But for transformational leaders, every decision is interrelated, part of a continuously developing story. They see the bigger picture, are more ambitious about long-term goals, and do not hesitate to share that vision with their people. Their eyes are on the hills. This approach seeks to offer a narrative or vision, to instil a sense of purpose and direction. It coaches staff rather then telling them what to do, winning hearts and minds instead of controlling them.
- Where did it come from? Pulitzer prizewinner James MacGregor Burns introduced the concept in his book Leadership, published in 1978. For him, it characterised the great leaders of history. The idea gradually became more fashionable and it fits in with other trendy ideas such as chaos theory, the notion that an organisation is a 'complex adaptive system' that resists linear instruction or change. Incrementalism is out. Transformational leadership may also reinforce the myth-making that surrounds the stock market hero CEOs, who leave the little details to the little people while engineering dramatic commercial success.

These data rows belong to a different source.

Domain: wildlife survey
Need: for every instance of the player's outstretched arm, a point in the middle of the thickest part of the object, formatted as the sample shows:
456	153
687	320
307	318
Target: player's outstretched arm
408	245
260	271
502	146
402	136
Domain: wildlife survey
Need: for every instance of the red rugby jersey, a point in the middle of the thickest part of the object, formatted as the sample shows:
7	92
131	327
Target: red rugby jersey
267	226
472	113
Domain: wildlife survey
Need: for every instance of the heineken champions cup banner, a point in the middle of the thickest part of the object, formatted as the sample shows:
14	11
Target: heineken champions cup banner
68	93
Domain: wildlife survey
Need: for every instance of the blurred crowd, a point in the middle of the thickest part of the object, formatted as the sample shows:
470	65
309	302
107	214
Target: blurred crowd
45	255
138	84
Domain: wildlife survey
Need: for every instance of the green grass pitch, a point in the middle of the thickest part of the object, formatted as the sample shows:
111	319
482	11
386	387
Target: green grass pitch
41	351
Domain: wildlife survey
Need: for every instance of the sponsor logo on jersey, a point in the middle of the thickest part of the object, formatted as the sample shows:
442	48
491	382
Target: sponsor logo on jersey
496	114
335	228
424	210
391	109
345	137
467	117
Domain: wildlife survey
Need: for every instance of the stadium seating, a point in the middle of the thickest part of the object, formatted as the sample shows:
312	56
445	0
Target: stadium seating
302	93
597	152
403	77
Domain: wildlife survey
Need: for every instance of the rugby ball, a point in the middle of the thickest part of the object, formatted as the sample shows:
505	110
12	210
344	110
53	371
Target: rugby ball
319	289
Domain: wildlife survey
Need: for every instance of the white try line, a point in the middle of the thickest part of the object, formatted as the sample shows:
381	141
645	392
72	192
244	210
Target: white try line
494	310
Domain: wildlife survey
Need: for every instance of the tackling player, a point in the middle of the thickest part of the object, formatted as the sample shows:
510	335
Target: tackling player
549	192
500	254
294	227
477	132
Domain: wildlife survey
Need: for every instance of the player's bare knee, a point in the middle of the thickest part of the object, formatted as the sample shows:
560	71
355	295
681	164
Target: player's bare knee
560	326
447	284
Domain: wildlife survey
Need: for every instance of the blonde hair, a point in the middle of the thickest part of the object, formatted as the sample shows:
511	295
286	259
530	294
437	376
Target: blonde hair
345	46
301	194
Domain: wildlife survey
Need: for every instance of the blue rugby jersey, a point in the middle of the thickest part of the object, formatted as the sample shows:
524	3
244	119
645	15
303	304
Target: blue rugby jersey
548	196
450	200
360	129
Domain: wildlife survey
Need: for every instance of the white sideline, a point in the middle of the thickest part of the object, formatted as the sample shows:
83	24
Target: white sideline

- Where's it going? The jails could soon be full of transformational leaders whose integrity (and accounting practices) let them down. Down-to-earth, practical execution - transactional leadership - is making a comeback. So, if you want to be a transformational leader, don't broadcast the fact: expectations will be raised, and dramatic results will be required. Leaders who promise more than they deliver soon find themselves out of a job. That's one transformation you could do without.